Of course, Earnhardt did become a minority owner last year in the local minor league franchise. It was even renamed the Kannapolis Intimidators after him. But Rowan County and the city of Kannapolis built the stadium.

That Earnhardt has been canonized should come as no surprise. His fans are legion. Even those who considered themselves anti-fans, when he was still tearing around racetracks, respected him.

Most of the temporary residences in the camper cities surrounding the speedway this week bore some tribute to Earnhardt. Fans hoisted black No. 3 flags beneath the flags of their own favorite drivers.

“Actually, I’m a Jeff Gordon fan,” said Joe Ridgewell, of Windsor, Ontario. “But everyone was a fan of Earnhardt.”

And now many of them cheer for NASCAR’s Dale Earnhardt Jr., one of Earnhardt’s two sons. Kerry Earnhardt races in the ARCA series, driving a car sponsored by the Intimidators.

Numerous motor homes and campers parked in neat rows flew a flag for Earnhardt and one for the Earnhardt Jr., who drives for one of three Winston Cup teams owned by his father’s company, Dale Earnhardt Inc.

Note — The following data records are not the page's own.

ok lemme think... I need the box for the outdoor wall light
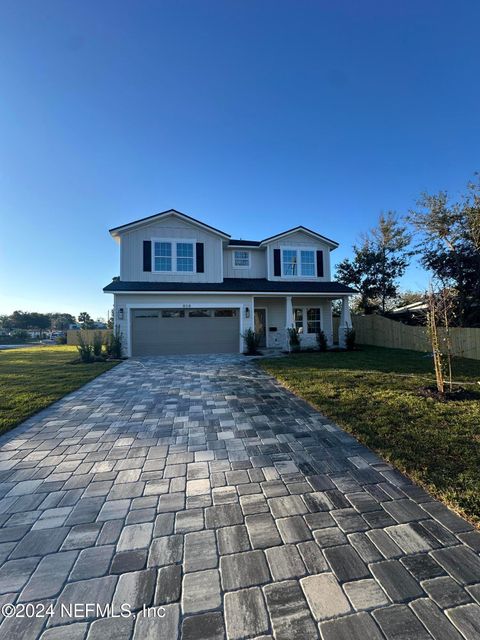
[245,307,250,318]
[118,308,124,320]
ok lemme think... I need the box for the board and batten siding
[223,248,267,279]
[120,216,224,283]
[266,231,332,281]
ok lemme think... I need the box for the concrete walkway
[0,355,479,639]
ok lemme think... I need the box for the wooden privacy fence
[349,315,480,361]
[67,330,111,346]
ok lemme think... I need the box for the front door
[254,309,266,347]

“Since Earnhardt isn’t there, we’ll pull for Dale Jr. and his team,” said Dan Storosko, who also drove down from Ontario, Canada, where he said NASCAR racing has an enormous following. “I think the fans are looking for a leader, and they want to make him a leader like his father was.”

Others said they would also support Michael Waltrip and Steve Park, who drive the other two Winston Cup cars owned by Dale Earnhardt Inc., now headed by Earnhardt’s wife, Teresa.

Thousands made pilgrimages this week from the speedway to the massive complex on N.C. 136 near Mooresville.

Orlosky and Donna Yetter, also of Reading, Pa., stood in line for 112 hours waiting to get inside the part of the business open to the public, which includes displays and memorabilia on sale in the gift shop.

This week was to be their honeymoon, but they had to delay the wedding and now count this as a pre-nuptial trip. An Earnhardt fan, Orlosky has been to Concord races six years, but this was his first visit to Earnhardt Inc.

He marveled at the continued outpouring of emotion by Earnhardt’s fans.

“You knew he was a phenomenon,” Orlosky said.“But you didn’t know it was this overwhelming.”

Admiring as they are, fans say they respect the Earnhardt family’s wish for privacy.

“I would be interested in going, but not right now”to pay respects at the driver’s final resting place, which has been kept from the public, said Gary Thomas, who came from Des Moines, Iowa, with four buddies for the race and visited the business Friday.

Thomas volunteered some very unfavorable and unprintable comments about the Orlando Sentinel newspaper’s request to see autopsy photos of Earnhardt.

Bill Woodhall, also of Iowa, said of Earnhardt: “I’ve already seen what he can do, now let’s leave him alone.”

Some fans said they can’t even think about picking one, or even two drivers to favor now that the man they followed around the track every week is gone.

“I don’t think I’ll ever really have a No. 1 guy,” said Reggie Thomas, of Pasadena, Md. “We’ll just come down every year and hope we have a good race and a safe one and root for all the drivers.”

Sitting shirtless in the shade of a rented camper’s roll-out canopy, Thomas said he plans to buy an RV next year, after retiring from UPS. He wants to drive to some of the races out West that he’s never seen in person before.

But they won’t be the same, now, those races. All the NASCAR events he attends, will be missing something, something that equaled racing for a whole lot of fans.

“Everybody keeps looking for that black No. 3 to be out there,”Thomas said. “Then it kind of hits you — it’s not going to be out there any more.”